Deploy an A3 Mega Slurm cluster for ML training

This document outlines the deployment steps for provisioning an A3 Mega (a3-megagpu-8g) Slurm cluster that is ideal for running large-scale artificial intelligence (AI) and machine learning (ML) training workloads. For an overview of the deployment, see A3 Mega Slurm cluster overview.

Before you begin

  1. In the Google Cloud console, activate Cloud Shell.

    Activate Cloud Shell

    At the bottom of the Google Cloud console, a Cloud Shell session starts and displays a command-line prompt. Cloud Shell is a shell environment with the Google Cloud CLI already installed and with values already set for your current project. It can take a few seconds for the session to initialize.

  2. Identify the regions and zones where the a3-megagpu-8g machine type is available, run the following command:

    gcloud compute machine-types list --filter="name=a3-megagpu-8g"
    
  3. Ensure that you have enough GPU quotas. Each a3-megagpu-8g machine has 8 H100 80GB GPUs attached, so you'll need at least 8 NVIDIA H100 80GB GPUs in your selected region.

    1. To view quotas, see View the quotas for your project. In the Filter field, select Dimensions(e.g location) and specify gpu_family:NVIDIA_H100_MEGA.
    2. If you don't have enough quota, request a higher quota.
  4. Ensure that you have enough Filestore quota. You need a minimum of 10,240 GiB of zonal (also known as high scale SSD) capacity. If you don't have enough quota, request a quota increase.

Overview

To deploy the cluster, you must complete the following:

  1. Install Cluster Toolkit.
  2. Switch to the A3 Mega directory.
  3. Set up Cloud Storage bucket.
  4. Create a reservation or get a reservation name from your Technical Account Manager (TAM).
  5. Update the base deployment file with the deployment variables needed for Virtual Private Cloud and Filestore setup.
  6. Set up Virtual Private Cloud and Filestore.
  7. Update the cluster deployment file with the additional variables needed for the cluster deployment.
  8. Build the custom OS image.
  9. Deploy the cluster.

Install Cluster Toolkit

From the CLI, complete the following steps:

  1. Install dependencies.

  2. Set up Cluster Toolkit.

Switch to the Cluster Toolkit directory

After you have installed the Cluster Toolkit, ensure that you are in the Cluster Toolkit directory.

To go to the main Cluster Toolkit working directory, run the following command.

cd cluster-toolkit

Set up Cloud Storage bucket

Cluster blueprints use Terraform modules to provision Cloud infrastructure.
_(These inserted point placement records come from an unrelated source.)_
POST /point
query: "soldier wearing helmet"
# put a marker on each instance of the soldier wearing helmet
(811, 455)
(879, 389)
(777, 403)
A best practice when working with Terraform is to store the state remotely in a version enabled file. On Google Cloud, you can create a Cloud Storage bucket that has versioning enabled.

To create this bucket from the CLI, run the following command:

gcloud storage buckets create gs://BUCKET_NAME \
    --project=PROJECT_ID \
    --default-storage-class=STANDARD --location=REGION \
    --uniform-bucket-level-access
gcloud storage buckets update gs://BUCKET_NAME --versioning

Replace the following:

  • BUCKET_NAME: a name for your Cloud Storage bucket that meets the bucket naming requirements.
  • PROJECT_ID: your project ID.
  • REGION: a region that has a3-megagpu-8g machine types.

Create a reservation

If you don't have a reservation provided by a Technical Account Manager (TAM), we recommend creating a reservation. For more information, see Reservations.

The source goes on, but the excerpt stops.